Introduction

I have another website diving.anardil.net for the pictures I've taken while scuba diving around the Puget Sound, Canada, and South America. The site is really made up of 5 sub websites and hosts over 4,400 pictures!

For our purposes here, the interesting ones are:

Another side project of mine is poking around with matplotlib. In the project's own words:

Matplotlib is a comprehensive library for creating static, animated, and interactive visualizations in Python. Matplotlib makes easy things easy and hard things possible.

It really is an amazing library; once you have the basic pattern down, it does make it really easy to iterate visualizing data. It's what I'm using for sensors.anardil.net which shows temperature, humidity, and internet latency for my house.

Goal

Alright! We have a ton of pictures and a visualization library, what are we doing?

Even organized as the website pages are, it can be hard to get a sense of proportion between pages. There are a lot of nudibranchs, but are there more of those than of crabs? What about compared to anemones? Within the nudibranchs, what's most common?

And most importantly, I'd like to answer these questions with easy to understand visualizations rather than numbers in a spreadsheet or terminal.

Looking at the data

I'll be working with the pictures directly on my file system rather than scraping my own website 🙂, but that would work too. The source code that generates diving.anardil.net has utilities to parse the folders and images into two main hierarchies: common names (octopus, fish, etc) and scientific names (Octopoda, Actinopterygii, etc). By hierarchy, I mean that the source code organizes the pictures into a tree by name.
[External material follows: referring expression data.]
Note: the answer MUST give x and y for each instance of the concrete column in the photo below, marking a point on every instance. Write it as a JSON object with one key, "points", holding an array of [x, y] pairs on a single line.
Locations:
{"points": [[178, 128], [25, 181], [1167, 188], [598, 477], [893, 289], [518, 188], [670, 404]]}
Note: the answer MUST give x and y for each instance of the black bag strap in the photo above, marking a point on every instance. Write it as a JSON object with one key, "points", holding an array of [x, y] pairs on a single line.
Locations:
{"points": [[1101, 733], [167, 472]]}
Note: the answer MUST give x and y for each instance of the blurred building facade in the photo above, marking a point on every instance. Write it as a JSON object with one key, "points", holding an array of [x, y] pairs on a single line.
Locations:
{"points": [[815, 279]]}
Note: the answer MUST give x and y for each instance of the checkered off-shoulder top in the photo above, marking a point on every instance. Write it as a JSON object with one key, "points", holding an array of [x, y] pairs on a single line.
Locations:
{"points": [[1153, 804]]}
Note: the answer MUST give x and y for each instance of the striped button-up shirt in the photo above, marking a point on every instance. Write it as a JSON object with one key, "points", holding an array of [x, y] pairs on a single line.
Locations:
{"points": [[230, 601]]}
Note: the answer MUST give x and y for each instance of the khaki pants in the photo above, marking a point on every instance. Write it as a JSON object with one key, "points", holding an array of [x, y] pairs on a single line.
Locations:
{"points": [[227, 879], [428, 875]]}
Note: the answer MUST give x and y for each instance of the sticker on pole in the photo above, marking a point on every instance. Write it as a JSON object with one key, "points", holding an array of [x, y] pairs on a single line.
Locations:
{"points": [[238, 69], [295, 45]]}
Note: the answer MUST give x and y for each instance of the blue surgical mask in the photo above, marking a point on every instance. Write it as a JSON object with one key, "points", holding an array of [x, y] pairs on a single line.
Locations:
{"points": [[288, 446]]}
For instance, 2020-05-30 Rockaway Beach/012 - Juvenile Copper Rockfish.jpg gets fit into the following tree:

The website and source code use the same tree representation. Let's start with the common names since they're a bit easier to eyeball and know what you're looking at.

>>> import collection
>>> tree = collection.go()
>>>
>>> type(tree)
<class 'dict'>
>>>
>>> tree.keys()
dict_keys(['shrimp', 'unknown', 'worm', 'eel', 'nudibranch', 'crab', 'fish',
'bryozoan', 'anemone', 'urchin', 'sponge', 'shark', 'star', 'egg', 'coral',
'wreck', 'limpet', 'chiton', 'octopus', 'tunicate', 'barnacle', 'hydroid',
'algae', 'lobster', 'diver', 'jelly', 'snail', 'ray', 'clam', 'scallop',
'shell', 'sea cucumber', 'dive site', 'sea turtle', 'bottlenose dolphin',
'marine iguana'])
>>>
>>> tree['crab'].keys()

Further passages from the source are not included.